Begbies Traynor Group plc
Interim Financial Statement 31 October 2005
Consolidated Balance sheets
Unaudited Unaudited Audited
At 31 Oct At 31 Oct At 30 April
2005 2004 2005
£'000s £'000s £'000s
Fixed Assets
Goodwill on group formation 23,418 23,418 23,418
Goodwill on acquisitions 13,150 4,559 4,230
Intellectual property 187 187 187
--------- -------- ---------
36,755 28,164 27,835
Tangible assets 3,324 2,157 2,526
--------- -------- ---------
40,079 30,321 30,361
--------- -------- ---------
Current Assets
Work in progress 1,802 1,207 2,036
Debtors 11,768 9,125 9,526
Cash at bank and in hand 64 2,131 131
--------- -------- ---------
13,634 12,463 11,693
Creditors falling due
within one year (11,876) (8,965) (10,501)
--------- -------- ---------
Net Current Assets 1,758 3,498 1,192
--------- -------- ---------
Total assets less
Current Liabilities 41,837 33,819 31,553
Creditors falling due
after more than one year (8,969) (8,482) (5,374)
--------- -------- ---------
32,868 25,337 26,179
--------- -------- ---------
--------- -------- ---------
Capital and Reserves
Issued share capital 3,610 3,271 3,271
Other reserves 28,073 21,927 21,927
Profit and loss account 1,185 139 981
--------- -------- ---------
Equity Shareholders' Funds 32,868 25,337 26,179
--------- -------- ---------
--------- -------- ---------
Movements in Shareholders' Funds
Profit for the period
after taxation 606 139 1,311
Less dividends (402) - (330)
--------- -------- ---------
204 139 981
Net proceeds on share issues
On group accretion - 20,166 20,166
On flotation - 5,032 5,032
From acquisition 500 - -
From new equity placing 5,985 - -
--------- -------- ---------
6,689 25,337 26,179
Opening shareholders' funds 26,179 - -
--------- -------- ---------
Closing shareholders' funds 32,868 25,337 26,179
--------- -------- ---------
--------- -------- ---------
Begbies Traynor Group Plc
Interim Financial Statement 31 October 2005
Group Cash Flow Statements
Unaudited Pro-forma Pro-forma
6 months to 6 months to Year to
31 Oct 2005 31 Oct 2004 30 April 2005
£'000s £'000s £'000s
Total operating profit 1,315 878 2,752
Depreciation 336 369 862
Amortisation 1,495 879 2,020
(Profit)/loss on sale of assets 1 (7) 29
--------- --------- ---------
EBITDA 3,147 2,119 5,663
Working capital movements
Work in progress 468 (298) (529)
Debtors (1,077) (1,390) (2,412)
Creditors (1,494) 474 (984)
--------- --------- ---------
Cash inflow from
operating activities 1,044 905 1,738
Returns on financing and
servicing of financing
Net finance charges paid (233) (291) (476)

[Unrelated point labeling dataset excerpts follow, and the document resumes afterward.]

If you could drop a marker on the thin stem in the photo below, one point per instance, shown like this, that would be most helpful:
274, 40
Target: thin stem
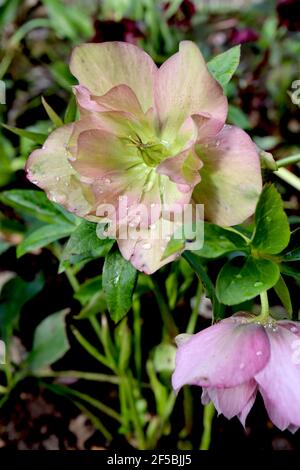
137, 331
164, 309
77, 374
69, 392
72, 279
208, 416
195, 312
288, 177
134, 413
90, 349
288, 160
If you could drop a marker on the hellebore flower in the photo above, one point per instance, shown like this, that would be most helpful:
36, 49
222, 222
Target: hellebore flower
153, 136
234, 359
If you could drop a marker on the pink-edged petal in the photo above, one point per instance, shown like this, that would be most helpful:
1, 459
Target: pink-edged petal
207, 126
226, 354
233, 401
49, 168
279, 381
183, 168
247, 408
185, 87
100, 152
230, 178
100, 67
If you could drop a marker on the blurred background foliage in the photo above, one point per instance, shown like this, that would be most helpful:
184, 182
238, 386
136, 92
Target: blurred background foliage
110, 400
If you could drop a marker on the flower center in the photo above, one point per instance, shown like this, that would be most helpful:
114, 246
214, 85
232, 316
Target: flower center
152, 152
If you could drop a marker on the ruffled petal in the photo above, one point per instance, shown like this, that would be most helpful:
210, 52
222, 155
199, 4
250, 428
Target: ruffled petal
50, 169
226, 354
279, 381
230, 178
100, 67
233, 401
185, 87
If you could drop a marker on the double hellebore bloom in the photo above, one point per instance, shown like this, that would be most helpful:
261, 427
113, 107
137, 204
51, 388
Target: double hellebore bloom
155, 137
235, 358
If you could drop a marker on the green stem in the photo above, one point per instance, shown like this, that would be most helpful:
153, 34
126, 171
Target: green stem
288, 177
69, 392
134, 413
195, 313
77, 374
208, 415
137, 331
167, 318
288, 160
90, 349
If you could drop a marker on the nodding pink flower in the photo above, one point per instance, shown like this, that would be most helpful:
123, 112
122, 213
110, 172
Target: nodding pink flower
234, 359
155, 136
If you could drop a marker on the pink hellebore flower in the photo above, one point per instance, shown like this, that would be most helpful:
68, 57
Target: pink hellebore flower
234, 359
156, 136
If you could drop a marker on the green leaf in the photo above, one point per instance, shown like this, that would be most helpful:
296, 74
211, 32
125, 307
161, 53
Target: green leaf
118, 280
272, 232
43, 236
50, 341
223, 66
88, 289
282, 291
71, 111
36, 204
172, 289
34, 136
14, 295
174, 246
84, 245
292, 253
241, 279
196, 263
92, 298
53, 116
292, 270
219, 241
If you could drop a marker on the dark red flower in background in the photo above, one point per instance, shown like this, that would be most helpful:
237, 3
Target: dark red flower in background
243, 35
289, 14
125, 30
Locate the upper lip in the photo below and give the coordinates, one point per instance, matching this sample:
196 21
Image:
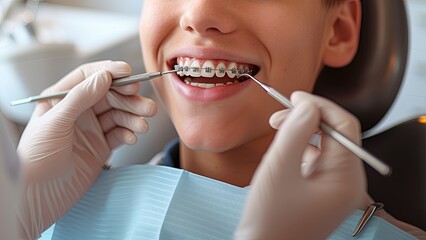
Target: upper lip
208 53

Former partners accounts repaid - (1,655) (1,655)
Dividends paid (361) - -
Corporation tax paid - - (241)
Capital expenditure and
financial investment
Fixed assets acquired (1,070) (1,379) (2,459)

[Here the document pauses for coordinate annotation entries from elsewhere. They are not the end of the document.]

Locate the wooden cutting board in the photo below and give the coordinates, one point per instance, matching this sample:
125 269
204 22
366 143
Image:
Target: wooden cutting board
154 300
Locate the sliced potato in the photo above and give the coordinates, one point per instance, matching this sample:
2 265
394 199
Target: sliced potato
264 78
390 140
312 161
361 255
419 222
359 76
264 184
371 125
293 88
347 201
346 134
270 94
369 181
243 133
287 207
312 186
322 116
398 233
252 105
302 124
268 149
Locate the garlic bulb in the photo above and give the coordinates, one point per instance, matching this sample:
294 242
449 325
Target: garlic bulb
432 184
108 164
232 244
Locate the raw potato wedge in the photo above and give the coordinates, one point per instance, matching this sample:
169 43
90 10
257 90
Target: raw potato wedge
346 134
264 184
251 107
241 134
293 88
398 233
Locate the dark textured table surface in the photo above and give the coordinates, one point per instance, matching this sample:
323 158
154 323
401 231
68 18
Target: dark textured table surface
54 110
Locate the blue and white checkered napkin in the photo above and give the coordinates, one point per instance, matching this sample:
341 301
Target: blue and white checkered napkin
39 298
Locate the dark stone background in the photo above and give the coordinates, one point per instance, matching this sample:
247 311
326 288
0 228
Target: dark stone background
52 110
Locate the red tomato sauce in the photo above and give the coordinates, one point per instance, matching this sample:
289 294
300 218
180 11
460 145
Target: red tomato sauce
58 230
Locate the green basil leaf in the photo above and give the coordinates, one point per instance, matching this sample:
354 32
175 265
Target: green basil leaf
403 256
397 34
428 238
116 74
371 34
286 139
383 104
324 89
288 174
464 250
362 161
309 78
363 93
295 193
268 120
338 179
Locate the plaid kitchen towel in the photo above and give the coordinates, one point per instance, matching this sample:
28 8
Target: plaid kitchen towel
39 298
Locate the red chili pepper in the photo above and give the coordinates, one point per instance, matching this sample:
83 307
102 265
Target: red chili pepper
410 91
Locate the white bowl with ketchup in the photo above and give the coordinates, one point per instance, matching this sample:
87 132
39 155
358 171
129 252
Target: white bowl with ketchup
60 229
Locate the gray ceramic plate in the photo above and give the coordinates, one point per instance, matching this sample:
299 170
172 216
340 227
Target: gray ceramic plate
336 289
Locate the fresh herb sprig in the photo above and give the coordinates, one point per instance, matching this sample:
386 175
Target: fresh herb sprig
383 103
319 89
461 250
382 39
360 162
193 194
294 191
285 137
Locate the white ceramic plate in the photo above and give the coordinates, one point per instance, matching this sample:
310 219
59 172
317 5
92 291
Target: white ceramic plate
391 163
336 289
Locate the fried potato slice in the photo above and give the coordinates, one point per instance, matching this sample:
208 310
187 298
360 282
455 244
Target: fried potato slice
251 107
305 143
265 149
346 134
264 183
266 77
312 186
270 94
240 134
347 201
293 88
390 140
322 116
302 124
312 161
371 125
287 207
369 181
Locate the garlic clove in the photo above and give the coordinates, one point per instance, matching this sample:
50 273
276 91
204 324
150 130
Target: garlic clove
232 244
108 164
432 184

Fixed assets sold 115 633 758
Acquisitions (5,087) (1,581) (2,281)
--------- --------- ---------
Cash outflow before financing (5,592) (3,368) (4,616)
Financing
Proceeds of share issues 5,985 5,032 5,032
Asset finance raised
- net of repayments 267 609 449
--------- --------- ---------
Movement in net cash 660 2,273 865
Net debt at beginning of
the period (4,222) (5,087) (5,087)
--------- --------- ---------
Net debt at the end of
the period (3,562) (2,814) (4,222)
--------- --------- ---------
Cash at bank and in hand 64 2,131 131
Amount drawn on bank facility (3,626) (4,946) (4,353)
--------- --------- ---------
(3,562) (2,815) (4,222)
--------- --------- ---------
--------- --------- ---------
Status of Financial Statement
The interim results for the 6 months ended 31 October 2005 are unaudited and do
not comprise full accounts within the meaning of s240 of the Companies Act 1985.
Pro-forma unaudited comparative figures for the 6 months to 31 October 2004 and
the year to 30 April 2005 for the underlying group are given to assist readers
of this financial statement.
The financial statement and comparative pro-forma figures have been prepared
under UK GAAP and the accounting policies of the group as set out in its Annual
Report and Accounts 2005, dated 1 July 2005.